Obama has called ratification of the treaty an immediate priority, saying it's critical to national security and a cornerstone of U.S.-Russia relations. But it must still be approved by two-thirds of the U.S. Senate, where several leading Republicans have called for a vote to be delayed over concerns about missile defense and modernizing the U.S. nuclear arsenal.
But Putin said that without the treaty, Russia will have to arm itself against what the "new threats" posed by U.S. plans for a European-based missile defense system.
"We have been told that you'll do it in order to secure you against the, let's say, Iranian nuclear threat," Putin said. "But such a threat, as of now, doesn't exist."
Putin served as prime minister under Boris Yeltsin, Russia's first post-Soviet leader, then assumed the presidency when Yeltsin stepped down at the end of 1999. He handed the presidency over to Medvedev in 2008 and returned to the prime minister's office.
Human rights groups have complained that post-Soviet freedoms and independent voices have been squelched under Putin's rule. In one of the U.S. State Department documents released by the website WikiLeaks this week, U.S. Defense Secretary Robert Gates is quoted telling his French counterpart that "Russian democracy has disappeared and the government was an oligarchy run by the security services."
Putin dismissed the complaint, calling Gates "deeply misled" and noting that in two U.S. presidential elections, the ultimate winner had received a smaller share of the popular vote but won with a majority in the Electoral College, where votes are apportioned by state population.
"When we are talking with our American friends and tell them, there are systemic problems in this regard, we can hear from them 'Don't interfere with our affairs.

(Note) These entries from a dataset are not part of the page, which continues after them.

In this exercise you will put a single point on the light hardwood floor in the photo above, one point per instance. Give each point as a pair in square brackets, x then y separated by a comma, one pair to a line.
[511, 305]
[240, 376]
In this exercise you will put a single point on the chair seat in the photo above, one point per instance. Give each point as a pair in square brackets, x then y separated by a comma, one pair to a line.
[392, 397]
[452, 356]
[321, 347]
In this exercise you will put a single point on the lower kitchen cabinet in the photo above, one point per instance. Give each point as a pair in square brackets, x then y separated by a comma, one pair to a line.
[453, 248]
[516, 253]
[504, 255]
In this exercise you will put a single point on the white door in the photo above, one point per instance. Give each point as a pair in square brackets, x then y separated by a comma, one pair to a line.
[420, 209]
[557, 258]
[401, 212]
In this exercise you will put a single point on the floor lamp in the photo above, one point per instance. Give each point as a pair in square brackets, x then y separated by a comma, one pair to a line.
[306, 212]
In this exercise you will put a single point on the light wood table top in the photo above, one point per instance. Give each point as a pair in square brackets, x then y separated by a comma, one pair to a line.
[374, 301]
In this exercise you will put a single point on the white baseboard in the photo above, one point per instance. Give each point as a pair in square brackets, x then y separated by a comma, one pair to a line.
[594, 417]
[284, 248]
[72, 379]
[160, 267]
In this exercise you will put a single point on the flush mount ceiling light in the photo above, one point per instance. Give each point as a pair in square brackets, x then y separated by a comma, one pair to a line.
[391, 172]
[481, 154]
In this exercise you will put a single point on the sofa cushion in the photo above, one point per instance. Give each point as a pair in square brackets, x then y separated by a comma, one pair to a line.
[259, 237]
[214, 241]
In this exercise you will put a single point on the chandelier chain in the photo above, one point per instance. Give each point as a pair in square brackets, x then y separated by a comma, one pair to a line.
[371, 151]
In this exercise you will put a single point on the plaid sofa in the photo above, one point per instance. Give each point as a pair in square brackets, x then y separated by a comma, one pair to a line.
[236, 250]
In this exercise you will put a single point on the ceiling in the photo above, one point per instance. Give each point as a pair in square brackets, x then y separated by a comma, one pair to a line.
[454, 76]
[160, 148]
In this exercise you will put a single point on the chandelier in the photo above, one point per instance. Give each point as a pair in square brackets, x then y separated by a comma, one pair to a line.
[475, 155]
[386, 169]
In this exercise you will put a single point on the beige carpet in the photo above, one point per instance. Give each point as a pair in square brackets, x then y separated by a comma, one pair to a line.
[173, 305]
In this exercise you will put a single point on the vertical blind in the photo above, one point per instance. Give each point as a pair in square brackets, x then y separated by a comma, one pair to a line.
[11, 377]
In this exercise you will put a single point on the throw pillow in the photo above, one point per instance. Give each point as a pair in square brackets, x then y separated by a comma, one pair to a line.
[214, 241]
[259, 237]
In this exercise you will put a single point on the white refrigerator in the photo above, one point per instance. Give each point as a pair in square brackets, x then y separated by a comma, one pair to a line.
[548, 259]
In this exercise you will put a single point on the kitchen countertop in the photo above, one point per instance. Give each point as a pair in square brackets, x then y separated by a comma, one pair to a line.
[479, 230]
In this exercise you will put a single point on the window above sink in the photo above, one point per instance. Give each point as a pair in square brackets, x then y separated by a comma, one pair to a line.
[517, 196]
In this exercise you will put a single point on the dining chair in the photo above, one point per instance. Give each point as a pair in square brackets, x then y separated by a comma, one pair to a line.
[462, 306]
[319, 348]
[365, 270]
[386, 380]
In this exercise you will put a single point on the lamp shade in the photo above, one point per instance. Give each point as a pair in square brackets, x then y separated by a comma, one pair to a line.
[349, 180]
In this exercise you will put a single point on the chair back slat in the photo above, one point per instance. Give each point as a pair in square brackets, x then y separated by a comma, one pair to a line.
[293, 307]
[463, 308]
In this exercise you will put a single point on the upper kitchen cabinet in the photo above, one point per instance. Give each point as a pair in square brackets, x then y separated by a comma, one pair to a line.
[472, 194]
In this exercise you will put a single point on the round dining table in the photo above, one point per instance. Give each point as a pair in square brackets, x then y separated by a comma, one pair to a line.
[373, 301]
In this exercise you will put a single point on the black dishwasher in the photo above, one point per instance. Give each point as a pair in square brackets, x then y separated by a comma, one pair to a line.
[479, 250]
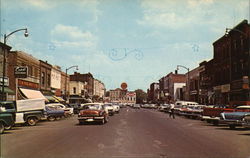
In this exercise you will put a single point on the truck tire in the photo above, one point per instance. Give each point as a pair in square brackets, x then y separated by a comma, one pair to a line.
[215, 122]
[81, 122]
[232, 126]
[58, 118]
[8, 127]
[1, 128]
[51, 118]
[106, 119]
[31, 121]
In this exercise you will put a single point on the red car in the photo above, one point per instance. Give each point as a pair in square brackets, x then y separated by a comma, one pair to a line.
[92, 112]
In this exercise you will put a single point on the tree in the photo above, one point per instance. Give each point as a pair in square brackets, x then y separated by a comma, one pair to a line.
[141, 96]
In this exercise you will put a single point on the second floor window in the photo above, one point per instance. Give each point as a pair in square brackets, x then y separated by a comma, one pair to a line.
[43, 78]
[74, 90]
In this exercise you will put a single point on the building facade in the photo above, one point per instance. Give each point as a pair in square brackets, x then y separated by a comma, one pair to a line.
[56, 80]
[85, 78]
[231, 60]
[7, 94]
[45, 77]
[32, 81]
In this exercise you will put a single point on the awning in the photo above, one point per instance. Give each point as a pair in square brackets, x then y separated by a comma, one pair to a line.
[7, 90]
[32, 94]
[59, 99]
[51, 99]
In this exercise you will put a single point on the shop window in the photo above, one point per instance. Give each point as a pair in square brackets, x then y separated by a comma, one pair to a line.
[48, 80]
[43, 78]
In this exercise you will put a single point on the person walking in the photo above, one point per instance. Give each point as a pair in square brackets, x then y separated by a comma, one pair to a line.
[171, 111]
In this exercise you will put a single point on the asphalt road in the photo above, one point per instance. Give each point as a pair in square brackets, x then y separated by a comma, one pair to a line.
[142, 133]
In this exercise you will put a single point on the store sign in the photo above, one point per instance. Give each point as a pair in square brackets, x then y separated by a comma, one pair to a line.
[225, 88]
[21, 72]
[6, 81]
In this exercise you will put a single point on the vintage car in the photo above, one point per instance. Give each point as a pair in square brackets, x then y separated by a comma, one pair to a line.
[164, 107]
[7, 115]
[67, 110]
[110, 109]
[136, 106]
[233, 119]
[52, 113]
[193, 111]
[93, 112]
[211, 113]
[116, 108]
[246, 121]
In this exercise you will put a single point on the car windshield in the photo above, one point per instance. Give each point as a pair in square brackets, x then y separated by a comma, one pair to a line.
[91, 107]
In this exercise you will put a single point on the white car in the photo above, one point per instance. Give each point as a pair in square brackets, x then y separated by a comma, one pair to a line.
[116, 108]
[67, 111]
[110, 108]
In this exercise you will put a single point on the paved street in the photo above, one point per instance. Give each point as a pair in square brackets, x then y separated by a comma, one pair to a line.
[132, 133]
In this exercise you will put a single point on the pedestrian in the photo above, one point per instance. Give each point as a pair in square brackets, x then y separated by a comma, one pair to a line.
[171, 111]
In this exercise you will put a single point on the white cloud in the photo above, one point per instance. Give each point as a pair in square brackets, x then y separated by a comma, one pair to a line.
[73, 36]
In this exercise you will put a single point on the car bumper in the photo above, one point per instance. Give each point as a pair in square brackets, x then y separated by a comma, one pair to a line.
[96, 118]
[210, 118]
[232, 122]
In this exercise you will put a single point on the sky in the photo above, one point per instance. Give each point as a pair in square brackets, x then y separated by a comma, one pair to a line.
[132, 41]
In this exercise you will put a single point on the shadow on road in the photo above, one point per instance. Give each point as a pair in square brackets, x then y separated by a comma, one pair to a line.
[236, 129]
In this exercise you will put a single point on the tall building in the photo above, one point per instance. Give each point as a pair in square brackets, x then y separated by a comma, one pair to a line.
[29, 86]
[232, 66]
[7, 94]
[85, 78]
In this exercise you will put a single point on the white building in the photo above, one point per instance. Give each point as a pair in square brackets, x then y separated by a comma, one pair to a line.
[77, 88]
[56, 77]
[99, 88]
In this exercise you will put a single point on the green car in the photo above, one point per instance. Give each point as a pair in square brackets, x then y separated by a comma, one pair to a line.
[7, 115]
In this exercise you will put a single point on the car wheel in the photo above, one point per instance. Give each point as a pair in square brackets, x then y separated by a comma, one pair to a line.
[106, 119]
[58, 118]
[232, 126]
[31, 121]
[215, 123]
[81, 122]
[1, 127]
[103, 121]
[51, 118]
[8, 127]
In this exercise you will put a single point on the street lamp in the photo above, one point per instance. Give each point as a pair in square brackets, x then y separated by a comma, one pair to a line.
[187, 77]
[66, 79]
[4, 55]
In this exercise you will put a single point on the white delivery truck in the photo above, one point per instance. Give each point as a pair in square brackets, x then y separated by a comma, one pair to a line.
[29, 111]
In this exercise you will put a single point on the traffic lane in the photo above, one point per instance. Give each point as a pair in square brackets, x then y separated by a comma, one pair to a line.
[65, 138]
[198, 139]
[133, 133]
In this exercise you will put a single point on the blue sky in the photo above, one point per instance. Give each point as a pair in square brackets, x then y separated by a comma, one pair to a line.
[133, 41]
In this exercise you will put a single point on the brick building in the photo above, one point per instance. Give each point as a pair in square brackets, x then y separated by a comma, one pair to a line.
[85, 78]
[232, 66]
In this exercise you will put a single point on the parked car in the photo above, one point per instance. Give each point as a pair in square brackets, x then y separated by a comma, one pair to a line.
[193, 111]
[67, 111]
[180, 104]
[7, 115]
[164, 107]
[29, 111]
[136, 106]
[211, 113]
[110, 109]
[233, 119]
[246, 121]
[94, 112]
[116, 108]
[53, 113]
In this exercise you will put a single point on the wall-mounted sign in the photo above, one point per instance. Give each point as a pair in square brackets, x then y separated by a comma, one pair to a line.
[21, 72]
[6, 81]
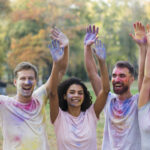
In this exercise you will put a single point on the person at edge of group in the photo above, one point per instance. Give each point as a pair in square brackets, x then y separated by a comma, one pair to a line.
[71, 110]
[144, 97]
[121, 129]
[22, 117]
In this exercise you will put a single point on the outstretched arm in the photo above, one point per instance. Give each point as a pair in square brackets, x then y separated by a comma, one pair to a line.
[145, 89]
[90, 37]
[103, 93]
[59, 52]
[140, 38]
[59, 48]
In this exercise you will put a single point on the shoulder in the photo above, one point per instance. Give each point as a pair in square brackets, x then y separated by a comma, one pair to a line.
[4, 98]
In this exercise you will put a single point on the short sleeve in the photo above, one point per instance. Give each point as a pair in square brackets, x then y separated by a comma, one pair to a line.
[41, 94]
[92, 112]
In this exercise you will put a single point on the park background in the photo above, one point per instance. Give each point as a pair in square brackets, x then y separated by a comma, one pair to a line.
[24, 36]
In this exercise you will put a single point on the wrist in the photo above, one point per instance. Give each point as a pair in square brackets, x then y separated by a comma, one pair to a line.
[88, 47]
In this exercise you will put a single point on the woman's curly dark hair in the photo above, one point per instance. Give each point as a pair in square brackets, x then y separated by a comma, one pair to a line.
[62, 90]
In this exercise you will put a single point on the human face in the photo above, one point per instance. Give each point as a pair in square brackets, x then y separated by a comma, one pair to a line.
[75, 95]
[25, 83]
[121, 80]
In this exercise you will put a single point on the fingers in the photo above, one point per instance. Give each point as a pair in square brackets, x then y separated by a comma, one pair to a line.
[55, 33]
[92, 29]
[131, 35]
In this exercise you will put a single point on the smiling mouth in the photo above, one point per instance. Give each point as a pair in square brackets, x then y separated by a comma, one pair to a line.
[75, 100]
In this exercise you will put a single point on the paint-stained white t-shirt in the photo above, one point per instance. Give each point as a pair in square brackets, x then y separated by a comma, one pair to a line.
[76, 133]
[121, 130]
[23, 124]
[144, 124]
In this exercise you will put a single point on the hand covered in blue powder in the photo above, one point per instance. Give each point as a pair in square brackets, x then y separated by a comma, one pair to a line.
[56, 34]
[100, 49]
[55, 50]
[91, 35]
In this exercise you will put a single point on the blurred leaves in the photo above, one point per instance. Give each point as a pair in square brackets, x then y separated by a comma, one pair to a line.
[26, 25]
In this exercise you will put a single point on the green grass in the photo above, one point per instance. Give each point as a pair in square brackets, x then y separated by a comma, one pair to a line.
[50, 129]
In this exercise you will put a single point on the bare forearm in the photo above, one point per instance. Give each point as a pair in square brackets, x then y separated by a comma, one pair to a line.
[104, 76]
[89, 61]
[142, 57]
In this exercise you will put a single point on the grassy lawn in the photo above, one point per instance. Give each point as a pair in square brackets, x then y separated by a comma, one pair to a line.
[50, 129]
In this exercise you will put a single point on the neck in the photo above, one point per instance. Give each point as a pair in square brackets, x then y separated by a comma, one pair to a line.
[74, 111]
[23, 99]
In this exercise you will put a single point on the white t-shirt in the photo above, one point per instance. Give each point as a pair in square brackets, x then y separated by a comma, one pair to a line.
[23, 125]
[144, 124]
[76, 133]
[121, 131]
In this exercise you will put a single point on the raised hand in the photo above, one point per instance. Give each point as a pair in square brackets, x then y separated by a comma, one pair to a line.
[100, 49]
[140, 35]
[91, 35]
[56, 34]
[57, 52]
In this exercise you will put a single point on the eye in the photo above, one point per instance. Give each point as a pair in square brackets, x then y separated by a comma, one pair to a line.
[22, 78]
[31, 78]
[114, 75]
[71, 92]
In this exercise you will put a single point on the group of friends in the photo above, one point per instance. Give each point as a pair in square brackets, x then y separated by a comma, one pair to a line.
[72, 113]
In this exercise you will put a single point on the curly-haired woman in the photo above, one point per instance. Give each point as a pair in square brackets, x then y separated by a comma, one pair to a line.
[71, 110]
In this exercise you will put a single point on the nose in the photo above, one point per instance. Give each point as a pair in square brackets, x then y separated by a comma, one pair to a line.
[76, 94]
[116, 79]
[27, 81]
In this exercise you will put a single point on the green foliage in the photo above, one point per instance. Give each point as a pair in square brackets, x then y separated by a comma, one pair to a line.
[31, 21]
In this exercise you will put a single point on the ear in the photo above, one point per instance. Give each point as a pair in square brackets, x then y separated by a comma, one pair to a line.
[65, 97]
[15, 82]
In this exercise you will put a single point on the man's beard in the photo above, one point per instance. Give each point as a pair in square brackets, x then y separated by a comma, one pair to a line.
[122, 91]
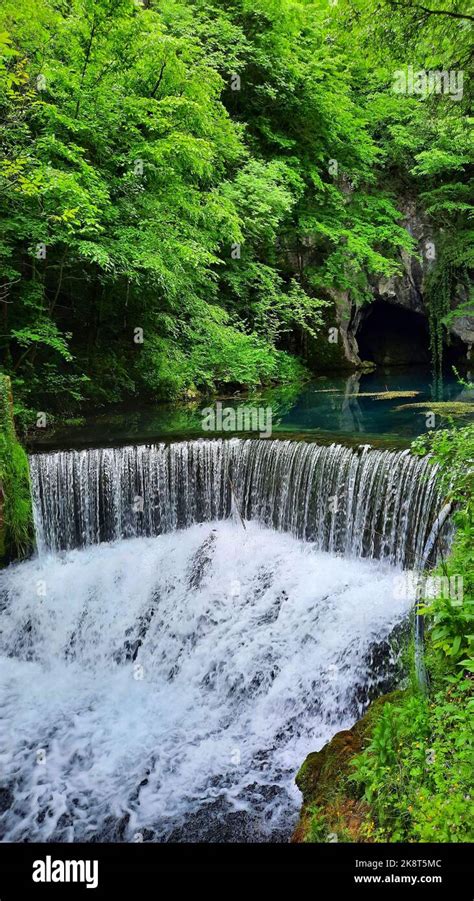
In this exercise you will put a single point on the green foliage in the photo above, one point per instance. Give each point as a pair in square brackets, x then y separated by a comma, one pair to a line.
[167, 201]
[416, 772]
[16, 525]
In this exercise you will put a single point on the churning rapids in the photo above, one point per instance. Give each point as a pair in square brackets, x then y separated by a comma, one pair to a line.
[166, 686]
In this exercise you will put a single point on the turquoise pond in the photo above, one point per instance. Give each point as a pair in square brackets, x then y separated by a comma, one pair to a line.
[342, 408]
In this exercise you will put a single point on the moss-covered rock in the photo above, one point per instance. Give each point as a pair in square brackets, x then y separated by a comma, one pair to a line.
[16, 518]
[331, 810]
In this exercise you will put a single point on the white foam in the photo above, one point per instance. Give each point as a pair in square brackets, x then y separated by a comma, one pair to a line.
[243, 675]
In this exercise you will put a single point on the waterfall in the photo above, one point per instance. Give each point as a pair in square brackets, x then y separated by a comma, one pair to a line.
[170, 687]
[183, 638]
[356, 502]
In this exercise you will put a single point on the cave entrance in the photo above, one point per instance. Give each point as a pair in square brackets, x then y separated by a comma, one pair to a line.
[393, 336]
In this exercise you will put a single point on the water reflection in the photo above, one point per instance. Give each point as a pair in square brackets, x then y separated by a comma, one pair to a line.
[378, 406]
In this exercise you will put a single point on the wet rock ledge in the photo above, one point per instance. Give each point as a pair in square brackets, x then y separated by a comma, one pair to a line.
[332, 809]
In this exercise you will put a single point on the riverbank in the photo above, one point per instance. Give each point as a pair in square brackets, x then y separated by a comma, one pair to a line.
[403, 772]
[16, 518]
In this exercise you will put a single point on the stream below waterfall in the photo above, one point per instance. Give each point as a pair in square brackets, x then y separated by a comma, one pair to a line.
[166, 667]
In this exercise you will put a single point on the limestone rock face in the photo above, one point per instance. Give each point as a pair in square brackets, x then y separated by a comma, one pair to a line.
[407, 292]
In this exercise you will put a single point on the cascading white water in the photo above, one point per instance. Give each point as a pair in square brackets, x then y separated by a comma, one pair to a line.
[169, 685]
[362, 502]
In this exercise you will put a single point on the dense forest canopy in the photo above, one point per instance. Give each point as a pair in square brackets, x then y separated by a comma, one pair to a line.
[189, 187]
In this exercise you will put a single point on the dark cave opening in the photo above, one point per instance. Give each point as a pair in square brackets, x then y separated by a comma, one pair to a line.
[393, 336]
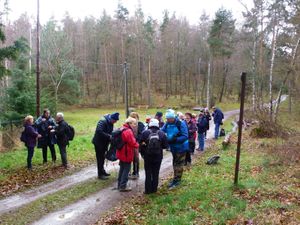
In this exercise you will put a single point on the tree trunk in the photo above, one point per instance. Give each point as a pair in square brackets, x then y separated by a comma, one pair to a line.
[274, 39]
[225, 71]
[208, 87]
[254, 75]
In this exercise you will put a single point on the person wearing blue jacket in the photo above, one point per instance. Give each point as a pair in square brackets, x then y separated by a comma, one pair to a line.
[218, 117]
[178, 140]
[201, 128]
[31, 135]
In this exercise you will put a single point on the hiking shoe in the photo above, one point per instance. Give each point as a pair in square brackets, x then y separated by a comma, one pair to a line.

This is our tradition and it's going to continue like that.' We are not interfering," he said. "But to our colleagues, I would also like to advise you, don't interfere either [with] the sovereign choice of the Russian people."
And he told CNN that he would make a "concerted decision" with Medvedev about whether he would seek the presidency again in 2012 when the time comes.
"We'll see. There is still quite time before the elections take place," Putin said. And he said suggestions that he remains the true power in Russia -- Batman to Medvedev's Robin, as one of the leaked cables quoted in The New York Times put it --were "aimed to slander one of us."
"The truth of the matter is, this is about our interaction, which is an important factor of the domestic policies in this country. But to be honest with you, we didn't suspect that this would be done with such arrogance, with such a push and, you know, being so unethically done."